O Tratado Global sobre Plásticos da Organização das Nações
Unidas (ONU), aprovado em 2022, é considerado
importante para o tema. Mas ainda não saiu do papel. "O tratado também
foca muito nessa logística reversa, na circularidade. Ele não está focando na
produção, em exigir das indústrias que elas fechem a torneira do plástico
virgem [fabricado diretamente pelo petróleo]", avaliou.
Em termos de Brasil, o
estudo aponta dois projetos de leis como fundamentais: o PL 2524/2022, que
trata da gestão de plásticos, e o PL 1874/2022, voltado à economia circular.
A prefeitura de
Florianópolis, em nota, salientou que os "microplásticos nas praias não
são resultado de poluição local, mas sim de resíduos transportados por
correntes oceânicas oriundas de outras regiões". O município não informou
se pretende tomar alguma atitude específica sobre resíduos nas praias da cidade
a partir do estudo.
A Secretaria de Estado do
Meio Ambiente e Economia Verde de Santa Catarina, estado onde foram encontradas
as maiores concentrações de microplásticos no Brasil segundo o estudo, informou
que está "articulando ações com a USP, que coordena a implementação da
rede Oceano Limpo no Brasil, para elaboração de um plano estadual de combate ao
lixo no mar".
Outro estudo orientado pela
professora da UFSC mostra a importância de políticas integradas.

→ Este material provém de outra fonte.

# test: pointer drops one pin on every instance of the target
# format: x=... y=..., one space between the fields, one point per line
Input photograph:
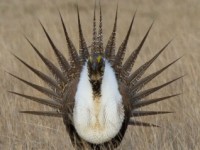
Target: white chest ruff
x=98 y=121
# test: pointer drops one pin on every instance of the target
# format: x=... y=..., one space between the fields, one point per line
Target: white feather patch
x=98 y=121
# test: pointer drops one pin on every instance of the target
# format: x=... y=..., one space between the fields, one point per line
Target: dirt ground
x=178 y=20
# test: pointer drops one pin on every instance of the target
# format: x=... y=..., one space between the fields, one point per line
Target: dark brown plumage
x=62 y=89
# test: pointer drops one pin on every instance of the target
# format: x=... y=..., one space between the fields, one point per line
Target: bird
x=95 y=92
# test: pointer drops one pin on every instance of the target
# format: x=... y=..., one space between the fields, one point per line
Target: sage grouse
x=95 y=92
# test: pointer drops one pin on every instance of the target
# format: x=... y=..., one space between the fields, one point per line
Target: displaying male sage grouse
x=94 y=92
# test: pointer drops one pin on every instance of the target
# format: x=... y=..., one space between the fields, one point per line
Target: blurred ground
x=177 y=20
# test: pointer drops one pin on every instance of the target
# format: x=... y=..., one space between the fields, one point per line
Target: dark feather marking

Publicado
na Marine Pollution Bulletin,
mostrou que microplásticos chamados de pellets poderiam viajar de Itajaí a
Florianópolis, percurso de aproximadamente 80 quilômetros, em dois dias. Como
se popularizaram a partir da Segunda Guerra Mundial, muitos plásticos e
microplásticos ainda estão viajando pelo planeta.